In California Arnold Schwarzenegger achieved a similar accomplishment, although his actions have generated a personal brand, and reinforced the external perception of California, rather than directly impacting the image of his political party or country.
The far ranging reach of the current greenrush has meant that globally, individuals are now coming into contact with green political and green business brands and messaging on a regular basis. This increasing familiarity and exposure to background noise has resulted in a growing climate of suspicion. Stakeholders are asking themselves whether the green efforts that they are hearing about are sincere. Many now believe that politicians and business leaders are just developing clever marketing/branding campaigns designed solely to increase sales or votes.

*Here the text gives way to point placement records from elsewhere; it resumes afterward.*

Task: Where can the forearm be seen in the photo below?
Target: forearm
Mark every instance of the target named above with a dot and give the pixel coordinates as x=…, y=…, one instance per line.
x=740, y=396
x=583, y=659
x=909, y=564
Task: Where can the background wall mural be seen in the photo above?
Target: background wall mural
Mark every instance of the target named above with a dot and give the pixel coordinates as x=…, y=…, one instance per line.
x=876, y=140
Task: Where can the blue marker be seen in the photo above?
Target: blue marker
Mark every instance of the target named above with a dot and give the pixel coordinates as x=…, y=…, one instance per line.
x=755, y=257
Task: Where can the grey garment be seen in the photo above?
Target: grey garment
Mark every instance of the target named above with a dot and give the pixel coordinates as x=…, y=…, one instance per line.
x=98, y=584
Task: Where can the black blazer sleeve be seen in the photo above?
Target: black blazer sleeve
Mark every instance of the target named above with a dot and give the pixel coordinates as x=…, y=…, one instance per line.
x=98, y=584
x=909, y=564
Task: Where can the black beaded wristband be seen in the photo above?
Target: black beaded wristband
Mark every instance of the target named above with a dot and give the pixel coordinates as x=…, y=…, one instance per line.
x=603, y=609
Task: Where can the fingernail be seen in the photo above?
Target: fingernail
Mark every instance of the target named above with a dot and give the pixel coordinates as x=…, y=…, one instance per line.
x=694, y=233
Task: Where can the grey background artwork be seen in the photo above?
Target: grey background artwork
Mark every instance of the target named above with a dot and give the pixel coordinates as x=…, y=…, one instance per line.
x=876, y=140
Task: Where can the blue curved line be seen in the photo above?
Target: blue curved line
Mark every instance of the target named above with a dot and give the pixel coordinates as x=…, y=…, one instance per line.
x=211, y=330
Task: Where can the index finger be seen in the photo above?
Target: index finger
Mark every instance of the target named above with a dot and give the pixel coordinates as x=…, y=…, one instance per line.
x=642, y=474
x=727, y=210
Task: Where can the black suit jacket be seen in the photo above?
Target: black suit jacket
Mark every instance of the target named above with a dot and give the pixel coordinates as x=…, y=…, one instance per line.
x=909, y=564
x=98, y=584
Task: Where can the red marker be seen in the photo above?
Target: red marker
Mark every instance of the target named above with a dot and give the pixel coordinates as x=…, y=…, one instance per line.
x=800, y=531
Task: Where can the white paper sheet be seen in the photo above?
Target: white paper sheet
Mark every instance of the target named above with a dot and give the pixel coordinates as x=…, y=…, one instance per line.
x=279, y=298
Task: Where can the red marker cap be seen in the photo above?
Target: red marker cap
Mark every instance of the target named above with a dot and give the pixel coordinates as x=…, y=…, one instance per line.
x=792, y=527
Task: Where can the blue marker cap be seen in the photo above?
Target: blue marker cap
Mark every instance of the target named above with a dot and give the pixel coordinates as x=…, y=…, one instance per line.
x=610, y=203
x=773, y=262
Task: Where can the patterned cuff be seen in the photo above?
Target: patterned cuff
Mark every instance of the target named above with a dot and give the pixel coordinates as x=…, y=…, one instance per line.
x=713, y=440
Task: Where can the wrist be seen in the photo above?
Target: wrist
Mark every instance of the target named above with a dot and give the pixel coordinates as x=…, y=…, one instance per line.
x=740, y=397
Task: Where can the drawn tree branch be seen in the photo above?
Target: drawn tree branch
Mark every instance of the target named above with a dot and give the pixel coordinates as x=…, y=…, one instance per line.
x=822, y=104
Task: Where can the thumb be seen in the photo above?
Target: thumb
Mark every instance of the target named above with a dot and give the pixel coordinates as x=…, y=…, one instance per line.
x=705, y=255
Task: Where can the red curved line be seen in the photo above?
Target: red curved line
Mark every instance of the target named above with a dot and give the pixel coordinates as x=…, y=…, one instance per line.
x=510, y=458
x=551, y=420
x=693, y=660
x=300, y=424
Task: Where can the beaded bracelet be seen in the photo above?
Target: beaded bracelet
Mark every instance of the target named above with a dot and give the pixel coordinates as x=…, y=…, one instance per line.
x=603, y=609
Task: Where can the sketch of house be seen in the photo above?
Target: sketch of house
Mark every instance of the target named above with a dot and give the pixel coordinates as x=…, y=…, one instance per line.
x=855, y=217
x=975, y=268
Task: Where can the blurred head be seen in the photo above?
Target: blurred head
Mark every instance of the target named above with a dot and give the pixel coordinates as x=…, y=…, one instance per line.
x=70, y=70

They are of course broadly right; most of the businesses and politicians who are tuning their brands to incorporate environmental messaging are absolutely doing so in order to enhance sales and/or votes. But there is nothing wrong with this enlightened self-interest, provided of course that the green marketing meets reality, and that genuine changes have been made.
This is not always the case, and there are a fair number of what economists call freeriders and environmentalists call greenwashers—people attempting to unjustifiably extract value from the greenrush. This is an increasingly risky position, and will soon become untenable as public interest in, and knowledge about, issues like climate change grows.
The confusion that currently surrounds the greenrush is temporary. In the near future a pale blue/green brand will not be an adequate defence against greenwashing claims.
Of course, that is not to say that organizations should not integrate green messaging (or even the color itself!) into their brand. Quite to the contrary, go ahead, but only if the organization concerned is aware that it is committing itself to a path for the long-term. It will have to walk the talk.